Minister spraw zagranicznych Francji Jean-Yves Le Drian uważa, że „należy lepiej wywierać presję na Rosję, ale potrzebny jest też dialog z tym krajem”.
Pytany w piątkowym wywiadzie dla BFM TV o ustalenia szczytu amerykańsko-rosyjskiego w Genewie szef francuskiej dyplomacji określił spotkanie prezydentów Joe Bidena i Władimira Putina jako „pozytywne” i „konieczne” z uwagi na arsenały nuklearne USA i Rosji.

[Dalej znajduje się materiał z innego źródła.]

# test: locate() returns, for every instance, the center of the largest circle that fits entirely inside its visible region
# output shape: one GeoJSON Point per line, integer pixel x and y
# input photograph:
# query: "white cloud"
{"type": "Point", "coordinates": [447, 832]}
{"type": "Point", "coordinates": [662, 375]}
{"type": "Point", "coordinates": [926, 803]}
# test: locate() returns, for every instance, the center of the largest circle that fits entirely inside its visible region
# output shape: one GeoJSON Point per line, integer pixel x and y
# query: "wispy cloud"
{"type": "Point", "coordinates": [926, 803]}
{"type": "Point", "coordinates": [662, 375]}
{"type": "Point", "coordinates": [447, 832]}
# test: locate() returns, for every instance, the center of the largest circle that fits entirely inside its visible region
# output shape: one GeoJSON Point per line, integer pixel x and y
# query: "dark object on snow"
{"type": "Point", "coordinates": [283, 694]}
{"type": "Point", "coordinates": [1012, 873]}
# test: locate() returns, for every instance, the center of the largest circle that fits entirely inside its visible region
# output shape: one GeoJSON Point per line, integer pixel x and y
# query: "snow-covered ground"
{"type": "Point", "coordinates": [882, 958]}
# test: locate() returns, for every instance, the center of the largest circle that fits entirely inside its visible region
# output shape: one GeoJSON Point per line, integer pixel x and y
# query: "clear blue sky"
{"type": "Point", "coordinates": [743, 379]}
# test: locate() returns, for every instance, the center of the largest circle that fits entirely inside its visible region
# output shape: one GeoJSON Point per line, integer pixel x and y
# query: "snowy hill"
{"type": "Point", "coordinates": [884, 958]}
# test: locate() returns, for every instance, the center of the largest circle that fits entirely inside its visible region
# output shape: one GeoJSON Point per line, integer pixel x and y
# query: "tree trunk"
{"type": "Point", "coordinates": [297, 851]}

Le Drian uchylił się od odpowiedzi na pytanie co do skuteczności sankcji Zachodu wobec Moskwy. Podkreślił, że „należy lepiej wywierać presję na Rosję”, ale dialog i utrzymywanie kanałów komunikacji jest konieczne, ponieważ „Rosja jest w Europie”. Przystąpienie Ukrainy do NATO jest wykluczone – stwierdził minister.
Szef MSZ Francji ostrzegł przed rosnącymi wpływami Chin w światowej gospodarce i rozwijanym przez ten kraj arsenałem militarnym, również nuklearnym.
– Bez dialogu z Chinami nie uda nam się jednak działać na rzecz klimatu, bioróżnorodności czy zreformować Światowej Organizacji Zdrowia (WHO) – zastrzegł Le Drian, opowiadając się za dialogiem z „tą rosnącą światową siłą”.